Things went fine until it was time for coffee and dessert, which Eva brought out on a silver tray. Eva had made some butter cookies to go with the cake, and everyone agreed rhubarb custard cake is in the top five comfort foods of the decade. Everyone except Helen. I can count on my fingers the number of times I've heard the woman speak an even remotely kind word, and she's cast a shadow over many a cup of coffee with her harsh words and relentless critique. She poked at the cake with her fork as if she were looking for parasites. "Where did you find rhubarb this time of year?" she asked, and took a small bite, and said, "Interesting." She poked some more and set it down and said, "I can stomach only fresh fruit and vegetables. Anything old or thawed out tends to disagree with me."
As we ate and discussed the Valentine's Day Dinner to be held at the church, Helen sat there, silent, looking bored. "May I pour you more coffee, Helen?" Eva asked. "No," Helen replied. "But you can tell me what kind of candles you're burning so I don't make the mistake of buying them. I can't imagine falling asleep with that dreadfully sweet smell in my nose." Poor Eva. Poor Us. What do you do with someone whose prime directive is to gripe until the cows come home?

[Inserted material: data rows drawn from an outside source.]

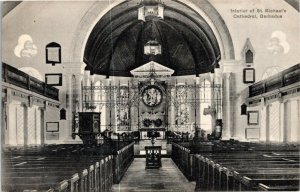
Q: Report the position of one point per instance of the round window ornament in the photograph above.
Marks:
(152, 96)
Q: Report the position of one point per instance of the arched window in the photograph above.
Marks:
(248, 53)
(249, 56)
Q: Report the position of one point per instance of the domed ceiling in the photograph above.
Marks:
(116, 43)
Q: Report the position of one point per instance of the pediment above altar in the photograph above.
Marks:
(151, 67)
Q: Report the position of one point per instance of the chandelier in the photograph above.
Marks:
(149, 9)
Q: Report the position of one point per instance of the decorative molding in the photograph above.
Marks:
(145, 69)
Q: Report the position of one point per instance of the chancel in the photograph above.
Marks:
(150, 95)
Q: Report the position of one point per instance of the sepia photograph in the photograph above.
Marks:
(150, 95)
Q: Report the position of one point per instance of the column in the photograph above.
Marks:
(108, 104)
(281, 121)
(69, 106)
(294, 120)
(172, 113)
(198, 108)
(227, 126)
(78, 90)
(263, 122)
(92, 78)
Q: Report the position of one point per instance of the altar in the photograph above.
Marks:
(153, 157)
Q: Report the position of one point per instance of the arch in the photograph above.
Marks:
(32, 72)
(207, 11)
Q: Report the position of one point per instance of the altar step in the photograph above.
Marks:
(139, 149)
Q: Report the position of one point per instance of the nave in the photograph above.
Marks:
(150, 95)
(168, 178)
(206, 166)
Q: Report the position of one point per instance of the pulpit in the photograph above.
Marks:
(153, 157)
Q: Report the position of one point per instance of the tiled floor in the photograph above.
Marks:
(168, 178)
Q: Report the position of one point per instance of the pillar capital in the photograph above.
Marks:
(231, 66)
(76, 68)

I was tempted to target her with my piece of rhubarb custard cake, but what would be the point? It was then I heard my mother's voice from way back in eighth grade, when Johanna the Bully tormented me in 3rd hour study hall: Heap coals of kindness, darling, upon the heads of your enemies. Well, now. How's that for a challenge. When you want to clock someone, be kind to them instead. Something I thought about all week. So after the show on Saturday, I ran on over the grocery store for a dozen fresh pie apples. It took only an hour to make and bake and box the pie. I got into the car and drove over to Helen's house, where the kitchen light was on and piano music was playing. I set the pie on her porch swing, along with a little note: From someone who wishes you good things, and a lovely year ahead. I rang her doorbell and took off at what felt like a gallop toward my car, parked a block away. As I drove on by, I could see Helen at her dining room table reading my note. She was smiling. I took the long way home with my window down, singing "Children of the Heavenly Father" and thinking how I'll make a pie or two for the next circle meeting, should I be invited to stop on by for a cup of coffee, if nothing else.
Take care to cut this one and serve it up on a plate. If you go at the whole thing with a fork, you won't be able to stop yourself until it's far too late and then you'll have to explain where half the cake went.
Rhubarb Custard Cake
1 box yellow cake mix
4 c. diced rhubarb
1 cup sugar (I use 3/4 cup)
1 pint whipping cream
Mix cake according to the directions on the box.
Pour into a greased 9 X 13 pan.
Cover the batter with the rhubarb.
Sprinkle the sugar over.
Pour the whipping cream over the top.
Bake 55 to 60 minutes at 350 degrees.